First off, I know that 0.9… = 1 and I'm not trying to prove or debate that, but my discussion about it is necessary for understanding the question. I was talking to my brother about whether 0.9… equaled one and I was using the “No holes in the number line proof” to get my point across when he said that 0.9… + (0.0…1)/2 would fit in between 0.9… and 1. Now I didn't know whether 0.0…1 was a valid number or not but I guess technically had to (if it's not feel free to tell me but for the rest of this we'll be pretending it is, think of it as a fun what if situation). I told him that it couldn't be divided because it's equal to zero, nothing could fit in between it and zero. He said (0.0…1)/2 could. I told him that assuming he could, it would equal 0.0…05 and infinity plus one equals infinity meaning that it could be simplified down to 0.0…5 and that 0.0…5 doesn't fit in between 0 and 0.0…1 meaning that 0.0…1 = 0 so 0.9… + 0.0…1 = 1 could be simplified down to 0.9… + 0 = 1, 0.9… = 1. He told me that infinity plus one does not equal infinity and I gave up. All that said and done, I was still left thinking about the numbers 0.0…1 through 0.0…9 and I realized they are quite weird. If we define x ≠ y as x having space in between it and y on the number line, and x = y as x having no space in between it and y on the number line you will see where the weirdness starts. For just one example, if x = 0.0…1 and y = 0.0…2 then x = y. Now if z = 0.0…3 then y = z.
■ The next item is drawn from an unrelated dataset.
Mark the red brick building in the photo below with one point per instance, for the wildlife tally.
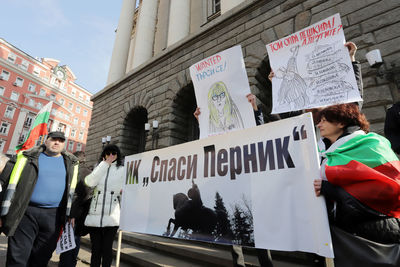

But the thing is x ≠ z because y would fit in between them meaning that, y = x and y = z but x ≠ z. To keep this from breaking the transitive property of equality y would have to be both equal to and not equal to both x and z at the same time. That is why I have dubbed these numbers “Quantum Numbers”. Does anyone know whether or not anyone has published anything on them, I would be interested to know, and if you have anything to add please do.

Answer 1

In the numerator of your added quantity (the thing divided by $2$), how many zeroes are meant to be before the final $1$? If it is infinitely many, then that "decimal" doesn't make sense because what power of $1/10$ goes with the final $1$? If it is a finite number of zeroes the argument doesn't work anyway.

Answer 2

The thing is, writing $0.999\cdots$ or $0.\overline 9$ means $\sum_{n=1}^\infty \dfrac{9}{10^n}$, which, in turn, equals $\displaystyle\lim_{n \to \infty}\left(\sum_{k=1}^n \dfrac{9}{10^k}\right)$.

At no time is $$0.\underbrace{999\dots999}_{\text{n nines}}=\sum_{k=1}^n \dfrac{9}{10^k}$$ ever actually equal to $1$. But the difference between that sum and $1$

$$1-0.\underbrace{999\dots999}_{\text{n nines}} = 0.\underbrace{000\dots00}_{n-1\text{ zeros}}1=\dfrac{1}{10^n}$$

can be made smaller than any given positive number just by making $n$ large enough.

You wrote $.00\dots 01$ but you didn't define what you mean by it. Well, the only definition I can think of is

$$.00\dots 01 = \lim_{n \to \infty} 0.\underbrace{000\dots00}_{n-1\text{ zeros}}1 = \lim_{n \to \infty}\dfrac{1}{10^n} = 0 $$